Results reported in Figures 2a–k can be summarized as follows: (1a) bone marrow cellularity: we found a good agreement among reviewers when it was regarded as 'normal' or 'increased'. As expected, the 'normal' category was more frequently associated by the four reviewers to essential thrombocythaemia; (1b) amount of erythropoiesis: a good agreement has been found when erythropoiesis increases and this category has been more frequently associated to polycythaemia vera cases; (1c) left-shifting erythropoiesis: a good agreement has been found when this category was 'absent' and this modality do not support a diagnosis of polycythaemia vera; (1d) amount of granulopoiesis: a moderate agreement has been reached when 'normal' or 'increased' and lack agreement when 'reduced'. Normal granulopoiesis resulted more frequently associated with essential thrombocythaemia, while increased granulopoiesis with primary myelofibrosis; (1e) left-shifting granulopoiesis: good agreement has been reached when 'absent' and this category was more frequently observed in essential thrombocythaemia; (1f) myeloid-to-erythroid ratio: a good agreement has been reached when increased and this appeared more frequent in primary mielofibrosis, while only a moderate agreement when 'normal' (more frequently associated with essential thrombocythaemia) or 'reduced' (more frequently associated with polycythaemia vera); (1g) dense clusters of megakaryocytes: good agreement was reported when 'absent 'and moderate-to-good agreement when 'present'. Presence of dense clusters of megakaryocytes has been observed more frequently in primary myelofibrosis; (1h) pleomorphic clusters of megakaryocytes: a good agreement was found when 'absent' and this modality do not support the diagnosis of polycythaemia vera; (1l) hyperlobulated nuclei of megakaryocytes: moderate agreement was reached for both the absent or present categories; (1j) bulbous nuclei of megakaryocytes: good agreement was reached when present (more frequent in primary myelofibrosis); and (1k) grade of marrow fibrosis: good agreement was found in grade 0 and in grade 2, while moderate agreement in grade 1.

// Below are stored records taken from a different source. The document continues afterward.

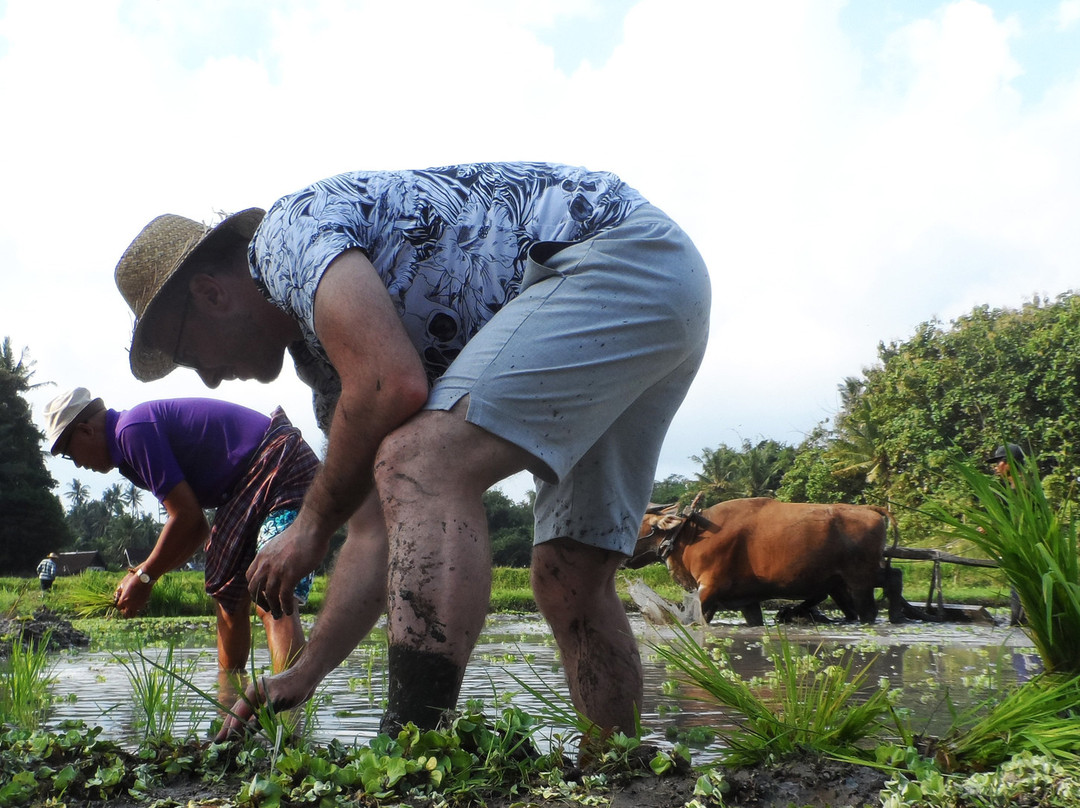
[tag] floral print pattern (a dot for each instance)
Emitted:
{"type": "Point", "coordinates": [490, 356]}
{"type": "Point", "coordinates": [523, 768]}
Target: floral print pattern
{"type": "Point", "coordinates": [450, 244]}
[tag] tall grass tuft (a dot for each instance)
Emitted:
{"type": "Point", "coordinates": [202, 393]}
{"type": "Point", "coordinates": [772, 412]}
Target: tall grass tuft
{"type": "Point", "coordinates": [1013, 523]}
{"type": "Point", "coordinates": [24, 684]}
{"type": "Point", "coordinates": [805, 704]}
{"type": "Point", "coordinates": [159, 690]}
{"type": "Point", "coordinates": [90, 595]}
{"type": "Point", "coordinates": [1038, 717]}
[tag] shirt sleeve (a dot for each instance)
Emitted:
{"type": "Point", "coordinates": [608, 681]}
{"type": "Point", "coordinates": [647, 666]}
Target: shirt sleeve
{"type": "Point", "coordinates": [299, 238]}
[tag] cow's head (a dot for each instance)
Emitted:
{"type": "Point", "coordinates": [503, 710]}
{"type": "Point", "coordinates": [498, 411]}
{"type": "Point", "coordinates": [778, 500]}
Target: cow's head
{"type": "Point", "coordinates": [653, 541]}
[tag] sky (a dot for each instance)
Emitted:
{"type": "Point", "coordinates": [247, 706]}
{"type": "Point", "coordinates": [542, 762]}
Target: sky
{"type": "Point", "coordinates": [848, 170]}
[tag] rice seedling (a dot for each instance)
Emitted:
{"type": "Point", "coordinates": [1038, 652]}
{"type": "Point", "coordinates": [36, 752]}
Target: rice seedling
{"type": "Point", "coordinates": [158, 691]}
{"type": "Point", "coordinates": [805, 704]}
{"type": "Point", "coordinates": [24, 684]}
{"type": "Point", "coordinates": [1039, 717]}
{"type": "Point", "coordinates": [90, 595]}
{"type": "Point", "coordinates": [1014, 524]}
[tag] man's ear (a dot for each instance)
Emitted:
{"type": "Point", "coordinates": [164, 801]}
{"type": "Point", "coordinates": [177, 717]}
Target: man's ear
{"type": "Point", "coordinates": [208, 292]}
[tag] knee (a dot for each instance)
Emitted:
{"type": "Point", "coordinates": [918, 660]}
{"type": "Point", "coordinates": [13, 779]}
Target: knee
{"type": "Point", "coordinates": [403, 466]}
{"type": "Point", "coordinates": [570, 579]}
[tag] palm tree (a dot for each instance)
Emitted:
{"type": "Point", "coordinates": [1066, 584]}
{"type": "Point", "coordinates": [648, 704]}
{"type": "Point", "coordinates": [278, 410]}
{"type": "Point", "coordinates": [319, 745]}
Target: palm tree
{"type": "Point", "coordinates": [113, 499]}
{"type": "Point", "coordinates": [77, 494]}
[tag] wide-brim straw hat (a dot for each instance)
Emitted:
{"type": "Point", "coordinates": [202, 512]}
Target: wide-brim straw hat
{"type": "Point", "coordinates": [66, 411]}
{"type": "Point", "coordinates": [158, 258]}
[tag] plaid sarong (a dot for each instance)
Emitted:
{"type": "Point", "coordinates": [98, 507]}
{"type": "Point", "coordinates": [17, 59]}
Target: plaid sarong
{"type": "Point", "coordinates": [281, 471]}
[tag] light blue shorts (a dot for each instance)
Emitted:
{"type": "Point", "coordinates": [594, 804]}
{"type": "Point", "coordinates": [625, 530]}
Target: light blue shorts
{"type": "Point", "coordinates": [273, 525]}
{"type": "Point", "coordinates": [585, 368]}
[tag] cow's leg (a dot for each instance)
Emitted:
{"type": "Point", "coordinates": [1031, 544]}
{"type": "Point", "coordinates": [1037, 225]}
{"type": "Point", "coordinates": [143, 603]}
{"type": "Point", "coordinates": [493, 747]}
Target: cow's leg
{"type": "Point", "coordinates": [892, 583]}
{"type": "Point", "coordinates": [575, 590]}
{"type": "Point", "coordinates": [845, 602]}
{"type": "Point", "coordinates": [753, 615]}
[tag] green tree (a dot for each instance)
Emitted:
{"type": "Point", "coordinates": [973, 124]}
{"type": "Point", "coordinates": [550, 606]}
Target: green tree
{"type": "Point", "coordinates": [754, 471]}
{"type": "Point", "coordinates": [955, 391]}
{"type": "Point", "coordinates": [510, 528]}
{"type": "Point", "coordinates": [32, 523]}
{"type": "Point", "coordinates": [77, 494]}
{"type": "Point", "coordinates": [672, 488]}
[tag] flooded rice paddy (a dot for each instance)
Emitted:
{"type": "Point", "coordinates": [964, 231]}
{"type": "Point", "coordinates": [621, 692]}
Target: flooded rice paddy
{"type": "Point", "coordinates": [516, 662]}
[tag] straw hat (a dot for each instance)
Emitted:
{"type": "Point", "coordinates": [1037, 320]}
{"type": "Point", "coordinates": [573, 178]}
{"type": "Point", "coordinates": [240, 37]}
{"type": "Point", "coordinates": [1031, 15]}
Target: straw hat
{"type": "Point", "coordinates": [66, 411]}
{"type": "Point", "coordinates": [160, 253]}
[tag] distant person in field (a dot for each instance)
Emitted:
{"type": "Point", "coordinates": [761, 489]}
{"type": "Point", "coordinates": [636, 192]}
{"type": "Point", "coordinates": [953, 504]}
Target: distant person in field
{"type": "Point", "coordinates": [196, 454]}
{"type": "Point", "coordinates": [999, 461]}
{"type": "Point", "coordinates": [46, 571]}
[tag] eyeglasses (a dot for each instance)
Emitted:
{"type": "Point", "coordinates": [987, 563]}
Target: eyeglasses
{"type": "Point", "coordinates": [179, 334]}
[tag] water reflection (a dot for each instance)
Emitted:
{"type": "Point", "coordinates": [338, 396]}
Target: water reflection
{"type": "Point", "coordinates": [932, 664]}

Agreement Among 'Personal' and 'Consensus' Diagnosis

Focusing on the 11 selected morphological features, we further investigated if a morphological analysis alone was sufficient per se to reach a correct diagnosis of Philadelphia chromosome-negative myeloproliferative neoplasms even in the absence of clinical data.

We calculated the percentage of crude agreement between the 'personal' diagnosis and 'consensus' diagnosis. A case has been considered classified (agreement reached) when at least three out four reviewers made the same 'personal' diagnosis corresponding to the 'consensus' one. We found that morphology alone allow to correctly classify 72% of the cases (Table 3).

Moreover, we calculated the agreement between 'personal' diagnosis of each of the four reviewers and 'consensus' diagnosis. The results indicate a higher percentage of crude agreement ranging from 65 to 84% (mean value: 76%), with moderate-to-good values of Cohen's kappa statistic (ranging from 0.41 to 0.80) (Table 4).